Friday, October 23, 2009

Higher Education

I would like to take this opportunity and say a very big thank you to the educational system.
See, I spent most (actually, all) of my childhood being taught at. From kindergarten to twelfth grade I was sitting in boring little rooms, some with cheerful pictures of letters, being lectured at by stern men and women.
Some of the classes were boring, some were interesting. Some of the teachers hated us (the kids) and most of us hated most of them (there was always one kid who loved his/her teacher. Fact of life: there's a freak in every crowd).
I worked hard at some subjects (the interesting ones) and slacked off the rest. I goofed off at recess and played pranks on others (teachers and students alike).
Tangent: One of the funniest things we did in eleventh grade.
See, the school had added on a new floor, on top of the building because we needed more classes. The seniors were never there anyway, so we were the first to move into the new classrooms.
These classes were now four stories up, and had nice big windows. To prevent us from falling (jumping?) out there were three, sturdy metal bars running the length of the windows, covering about half. We very quickly took to sitting on the window ledge, with our feet dangling four stories up and our arms resting comfortably on the bars.

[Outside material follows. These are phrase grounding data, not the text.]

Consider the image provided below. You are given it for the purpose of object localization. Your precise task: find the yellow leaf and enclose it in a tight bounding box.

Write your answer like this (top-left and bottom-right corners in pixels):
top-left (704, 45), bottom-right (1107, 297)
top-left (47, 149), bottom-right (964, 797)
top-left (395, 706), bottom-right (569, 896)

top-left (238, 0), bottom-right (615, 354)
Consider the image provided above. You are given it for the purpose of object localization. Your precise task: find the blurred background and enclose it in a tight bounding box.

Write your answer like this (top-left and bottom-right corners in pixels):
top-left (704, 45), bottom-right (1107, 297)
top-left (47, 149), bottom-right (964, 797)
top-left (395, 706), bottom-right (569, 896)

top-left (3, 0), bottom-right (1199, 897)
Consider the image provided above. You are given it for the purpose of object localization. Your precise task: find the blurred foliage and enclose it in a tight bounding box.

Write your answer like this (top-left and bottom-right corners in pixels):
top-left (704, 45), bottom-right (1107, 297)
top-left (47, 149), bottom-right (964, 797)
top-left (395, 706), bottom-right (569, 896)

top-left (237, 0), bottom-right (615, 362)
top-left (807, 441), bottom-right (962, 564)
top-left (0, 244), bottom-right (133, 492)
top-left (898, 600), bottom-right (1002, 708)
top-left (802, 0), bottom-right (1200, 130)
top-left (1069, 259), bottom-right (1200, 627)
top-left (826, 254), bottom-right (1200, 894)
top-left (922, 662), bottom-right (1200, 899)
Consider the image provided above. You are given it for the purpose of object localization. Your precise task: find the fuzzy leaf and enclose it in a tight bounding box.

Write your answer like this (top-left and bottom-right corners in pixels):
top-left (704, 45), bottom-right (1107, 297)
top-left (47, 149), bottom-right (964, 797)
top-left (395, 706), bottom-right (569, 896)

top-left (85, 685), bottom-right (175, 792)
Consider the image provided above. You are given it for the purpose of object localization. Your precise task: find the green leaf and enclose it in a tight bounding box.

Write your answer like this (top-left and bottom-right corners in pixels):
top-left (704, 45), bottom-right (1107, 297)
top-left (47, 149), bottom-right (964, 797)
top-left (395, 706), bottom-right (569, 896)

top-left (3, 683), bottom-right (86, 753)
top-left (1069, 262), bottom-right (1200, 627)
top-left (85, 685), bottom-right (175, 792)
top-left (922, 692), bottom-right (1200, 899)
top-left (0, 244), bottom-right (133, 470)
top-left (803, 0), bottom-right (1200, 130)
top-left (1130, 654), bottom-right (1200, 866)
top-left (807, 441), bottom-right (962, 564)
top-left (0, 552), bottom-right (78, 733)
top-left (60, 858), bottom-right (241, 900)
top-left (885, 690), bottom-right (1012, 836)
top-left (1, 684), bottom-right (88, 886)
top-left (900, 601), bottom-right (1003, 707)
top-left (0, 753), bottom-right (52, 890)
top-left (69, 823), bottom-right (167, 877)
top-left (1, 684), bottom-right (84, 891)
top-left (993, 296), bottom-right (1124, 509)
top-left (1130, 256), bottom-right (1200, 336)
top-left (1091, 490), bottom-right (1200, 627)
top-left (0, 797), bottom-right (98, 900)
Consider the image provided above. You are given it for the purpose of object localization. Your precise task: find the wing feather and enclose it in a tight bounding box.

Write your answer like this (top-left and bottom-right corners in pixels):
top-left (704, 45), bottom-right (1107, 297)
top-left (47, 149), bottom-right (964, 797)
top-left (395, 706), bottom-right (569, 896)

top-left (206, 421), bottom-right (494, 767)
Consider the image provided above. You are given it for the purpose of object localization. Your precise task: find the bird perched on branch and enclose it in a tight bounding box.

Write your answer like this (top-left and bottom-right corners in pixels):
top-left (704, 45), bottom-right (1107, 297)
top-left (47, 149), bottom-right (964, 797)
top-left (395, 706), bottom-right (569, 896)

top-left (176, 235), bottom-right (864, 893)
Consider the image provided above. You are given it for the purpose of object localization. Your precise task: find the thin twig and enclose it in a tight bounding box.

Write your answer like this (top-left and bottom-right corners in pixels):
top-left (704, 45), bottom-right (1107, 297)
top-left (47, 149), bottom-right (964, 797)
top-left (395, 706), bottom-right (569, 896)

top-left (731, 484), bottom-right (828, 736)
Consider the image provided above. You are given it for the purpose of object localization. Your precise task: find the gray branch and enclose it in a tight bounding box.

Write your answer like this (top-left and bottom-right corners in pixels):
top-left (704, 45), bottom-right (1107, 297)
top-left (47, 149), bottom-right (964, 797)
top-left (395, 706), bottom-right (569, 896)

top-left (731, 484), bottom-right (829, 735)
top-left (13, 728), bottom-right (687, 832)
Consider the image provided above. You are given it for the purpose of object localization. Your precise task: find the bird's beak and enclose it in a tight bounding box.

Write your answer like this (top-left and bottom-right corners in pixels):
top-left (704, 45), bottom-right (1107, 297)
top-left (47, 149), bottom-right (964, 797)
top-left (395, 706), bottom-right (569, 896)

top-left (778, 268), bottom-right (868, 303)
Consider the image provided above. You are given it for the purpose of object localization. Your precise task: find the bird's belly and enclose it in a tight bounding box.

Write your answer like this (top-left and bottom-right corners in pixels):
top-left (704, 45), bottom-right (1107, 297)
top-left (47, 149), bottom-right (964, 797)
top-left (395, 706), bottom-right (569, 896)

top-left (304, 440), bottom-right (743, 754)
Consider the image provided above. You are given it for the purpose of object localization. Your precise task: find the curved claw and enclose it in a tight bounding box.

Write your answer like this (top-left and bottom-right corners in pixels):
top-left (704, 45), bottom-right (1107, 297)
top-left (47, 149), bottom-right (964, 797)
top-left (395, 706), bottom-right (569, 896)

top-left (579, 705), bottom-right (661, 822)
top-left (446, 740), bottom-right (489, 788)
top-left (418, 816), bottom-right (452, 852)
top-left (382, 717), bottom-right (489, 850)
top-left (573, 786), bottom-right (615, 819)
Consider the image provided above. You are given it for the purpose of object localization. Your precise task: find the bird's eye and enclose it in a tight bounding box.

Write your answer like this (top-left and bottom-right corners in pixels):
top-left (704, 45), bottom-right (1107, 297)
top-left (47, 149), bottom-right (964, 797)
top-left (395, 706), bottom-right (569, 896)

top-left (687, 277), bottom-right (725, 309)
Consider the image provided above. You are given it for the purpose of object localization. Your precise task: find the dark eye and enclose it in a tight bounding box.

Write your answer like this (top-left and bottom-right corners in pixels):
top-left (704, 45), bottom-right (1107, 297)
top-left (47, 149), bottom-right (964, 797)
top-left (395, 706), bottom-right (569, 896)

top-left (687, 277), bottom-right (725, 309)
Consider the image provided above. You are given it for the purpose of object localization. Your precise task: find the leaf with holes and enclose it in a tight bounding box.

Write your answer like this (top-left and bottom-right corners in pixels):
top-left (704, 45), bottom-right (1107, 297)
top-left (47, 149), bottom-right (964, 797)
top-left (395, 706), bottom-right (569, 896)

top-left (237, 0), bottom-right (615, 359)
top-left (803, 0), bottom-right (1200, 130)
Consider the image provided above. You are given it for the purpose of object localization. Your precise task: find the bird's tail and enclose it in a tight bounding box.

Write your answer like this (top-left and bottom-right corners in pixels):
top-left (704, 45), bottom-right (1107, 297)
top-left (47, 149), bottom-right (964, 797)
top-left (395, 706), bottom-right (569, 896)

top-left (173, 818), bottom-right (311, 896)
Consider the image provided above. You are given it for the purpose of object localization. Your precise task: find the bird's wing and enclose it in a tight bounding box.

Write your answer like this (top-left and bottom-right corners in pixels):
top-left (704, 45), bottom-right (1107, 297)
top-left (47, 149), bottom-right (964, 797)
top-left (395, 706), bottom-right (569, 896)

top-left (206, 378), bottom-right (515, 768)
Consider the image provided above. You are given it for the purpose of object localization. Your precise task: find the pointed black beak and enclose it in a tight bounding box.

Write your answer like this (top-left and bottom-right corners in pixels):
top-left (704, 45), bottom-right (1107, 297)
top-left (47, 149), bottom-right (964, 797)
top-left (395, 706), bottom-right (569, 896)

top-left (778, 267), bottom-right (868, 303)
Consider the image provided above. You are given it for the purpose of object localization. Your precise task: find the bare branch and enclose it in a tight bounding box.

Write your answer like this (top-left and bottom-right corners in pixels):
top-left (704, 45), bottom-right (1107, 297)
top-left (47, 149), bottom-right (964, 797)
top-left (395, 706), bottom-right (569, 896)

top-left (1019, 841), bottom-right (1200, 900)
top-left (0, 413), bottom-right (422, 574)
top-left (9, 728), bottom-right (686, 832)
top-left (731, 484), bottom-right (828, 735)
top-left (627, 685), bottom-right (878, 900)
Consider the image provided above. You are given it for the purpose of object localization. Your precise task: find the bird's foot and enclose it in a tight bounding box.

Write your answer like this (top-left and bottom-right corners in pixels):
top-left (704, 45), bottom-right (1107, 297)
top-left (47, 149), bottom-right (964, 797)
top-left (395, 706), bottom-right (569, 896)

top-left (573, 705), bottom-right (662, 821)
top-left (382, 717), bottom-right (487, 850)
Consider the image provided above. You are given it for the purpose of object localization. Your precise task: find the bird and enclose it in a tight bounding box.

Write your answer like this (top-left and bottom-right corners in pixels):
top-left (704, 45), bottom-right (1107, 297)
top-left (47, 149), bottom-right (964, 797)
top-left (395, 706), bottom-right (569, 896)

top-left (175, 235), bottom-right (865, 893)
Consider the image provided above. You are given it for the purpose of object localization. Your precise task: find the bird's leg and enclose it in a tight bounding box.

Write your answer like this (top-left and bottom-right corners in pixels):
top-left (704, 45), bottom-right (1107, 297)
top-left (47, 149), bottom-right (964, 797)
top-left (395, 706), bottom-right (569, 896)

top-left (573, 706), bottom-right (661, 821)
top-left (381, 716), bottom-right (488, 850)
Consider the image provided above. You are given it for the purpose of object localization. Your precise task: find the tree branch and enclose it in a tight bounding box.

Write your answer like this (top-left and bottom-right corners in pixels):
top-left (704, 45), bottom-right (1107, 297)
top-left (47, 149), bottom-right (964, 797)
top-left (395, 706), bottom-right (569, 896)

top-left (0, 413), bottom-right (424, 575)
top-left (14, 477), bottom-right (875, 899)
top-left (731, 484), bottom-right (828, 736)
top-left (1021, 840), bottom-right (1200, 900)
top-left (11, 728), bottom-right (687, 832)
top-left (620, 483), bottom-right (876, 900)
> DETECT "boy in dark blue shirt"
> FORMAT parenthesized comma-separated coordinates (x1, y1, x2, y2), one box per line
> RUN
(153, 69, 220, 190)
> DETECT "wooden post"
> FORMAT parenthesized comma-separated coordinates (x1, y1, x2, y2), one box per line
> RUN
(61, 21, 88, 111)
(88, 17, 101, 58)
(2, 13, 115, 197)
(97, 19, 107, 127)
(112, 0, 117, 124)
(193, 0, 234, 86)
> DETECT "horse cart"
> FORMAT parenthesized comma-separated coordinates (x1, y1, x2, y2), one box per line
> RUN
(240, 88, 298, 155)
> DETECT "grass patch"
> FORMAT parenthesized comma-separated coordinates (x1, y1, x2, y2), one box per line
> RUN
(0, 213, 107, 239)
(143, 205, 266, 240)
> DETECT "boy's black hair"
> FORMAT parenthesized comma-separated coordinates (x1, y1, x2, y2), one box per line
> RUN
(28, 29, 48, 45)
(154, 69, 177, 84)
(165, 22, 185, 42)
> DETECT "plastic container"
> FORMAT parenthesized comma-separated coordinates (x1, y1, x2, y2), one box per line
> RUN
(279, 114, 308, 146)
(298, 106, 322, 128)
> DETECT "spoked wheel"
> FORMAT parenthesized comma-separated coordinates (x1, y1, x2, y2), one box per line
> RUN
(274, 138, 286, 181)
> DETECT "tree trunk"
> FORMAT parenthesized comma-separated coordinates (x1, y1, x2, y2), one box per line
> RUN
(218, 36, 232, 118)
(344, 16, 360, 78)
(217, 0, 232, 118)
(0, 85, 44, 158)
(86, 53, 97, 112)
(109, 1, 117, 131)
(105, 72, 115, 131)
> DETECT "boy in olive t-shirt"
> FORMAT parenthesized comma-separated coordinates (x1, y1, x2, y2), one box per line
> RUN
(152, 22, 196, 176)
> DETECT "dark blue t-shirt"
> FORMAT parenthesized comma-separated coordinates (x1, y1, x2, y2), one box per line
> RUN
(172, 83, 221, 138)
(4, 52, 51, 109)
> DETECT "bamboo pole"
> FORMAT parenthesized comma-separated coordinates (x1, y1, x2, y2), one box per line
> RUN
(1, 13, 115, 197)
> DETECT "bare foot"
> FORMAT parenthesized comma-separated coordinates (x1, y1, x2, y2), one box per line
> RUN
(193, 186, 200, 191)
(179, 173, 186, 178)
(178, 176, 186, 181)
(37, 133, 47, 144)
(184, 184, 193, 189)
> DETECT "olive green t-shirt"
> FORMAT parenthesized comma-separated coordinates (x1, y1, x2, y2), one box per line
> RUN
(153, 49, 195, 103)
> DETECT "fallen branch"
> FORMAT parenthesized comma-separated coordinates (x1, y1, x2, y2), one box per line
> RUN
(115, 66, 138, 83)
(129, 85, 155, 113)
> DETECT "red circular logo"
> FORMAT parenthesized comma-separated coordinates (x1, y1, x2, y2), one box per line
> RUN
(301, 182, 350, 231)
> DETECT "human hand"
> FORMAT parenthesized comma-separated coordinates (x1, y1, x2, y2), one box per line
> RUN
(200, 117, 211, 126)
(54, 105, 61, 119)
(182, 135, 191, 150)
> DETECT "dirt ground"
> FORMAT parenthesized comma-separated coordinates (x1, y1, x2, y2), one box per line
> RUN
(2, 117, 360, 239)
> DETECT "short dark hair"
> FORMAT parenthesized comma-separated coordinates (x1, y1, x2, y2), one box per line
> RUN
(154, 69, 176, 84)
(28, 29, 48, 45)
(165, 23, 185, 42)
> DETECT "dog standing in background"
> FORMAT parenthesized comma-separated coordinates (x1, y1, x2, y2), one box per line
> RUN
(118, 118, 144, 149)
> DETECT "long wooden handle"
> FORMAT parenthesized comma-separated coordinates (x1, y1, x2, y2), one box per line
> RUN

One day my friend came to school with like, 10 rolls of Scotch tape. I'm still not sure why. Anyway, we wanted to see how strong Scotch tape is (tell me you've never wondered about this). So, we preformed experiments using the tape, a series of increasing weights and the convenient bars on the windows.
Our first weight was the empty plastic garbage can from our class. It was full, but we took care of that.
We attached the tape to the garbage can and pushed it out the window. We slowly unspooled the tape until the can was a nice height above the parking lot, and then wrapped it a few time around one of the metal bars and cut it.
It held.
We left it there for a few days, to see if there was any fatigue in the tape. There was none.
We then proceeded more quickly. We tried a full garbage can (that upended on the way down, too bad) and quickly arrived at chairs.
We decided that those heavy metal chairs with the plastic seats and backs were the limit, so we started hanging out as many as we could.
From outside the building it looked pretty cool. Six or seven chairs suspended at random heights, supported, apparently, by nothing (the scotch tape was clear).
One of the staff would come periodically to the classroom and tells us to take them down, and we did, but put them back promptly enough.
And then, one fateful day one of tape strands broke and the chair plummeted to the ground.
That chair was hanging fairly low, just outside the teachers' lounge window on the first floor, so it only fell like 5 feet. But it landed on the hood of the principal's car.
No actual damage to the car, just some scratched paint, but we got into a hell of a lot of trouble. Also, one guy almost fell out the window laughing.
Back on topic now.
Anyway, one of the most important things I got from school was not a thirst for knowledge and a willingness to learn (I got that from Popular Science, Popular Mechanics, Scientific American, Wired, Discover Magazine and the like) but a high school degree. This meant I could go to university.
And that meant that I could learn all kinds of cool stuff and important life skills.
Like, for example, this week I learned about port mapping, SVN, proxies and VPNs
See, the public wifi broadcast by the university blocks most ports, and they only open the ones they think about. So torrents is (of course) blocked, but that doesn't bother me too much.
What bothers me is that IRC clients are blocked. Therefore I had a real incentive to learn about this stuff and fix the problem.
So, I would like to thank the school system. If it weren't for them I would never have tried to hack a network.
Also, if my principal is reading this, I'm sorry about your car, but it's your fault for instilling curiosity about the natural world by making the classes so boring.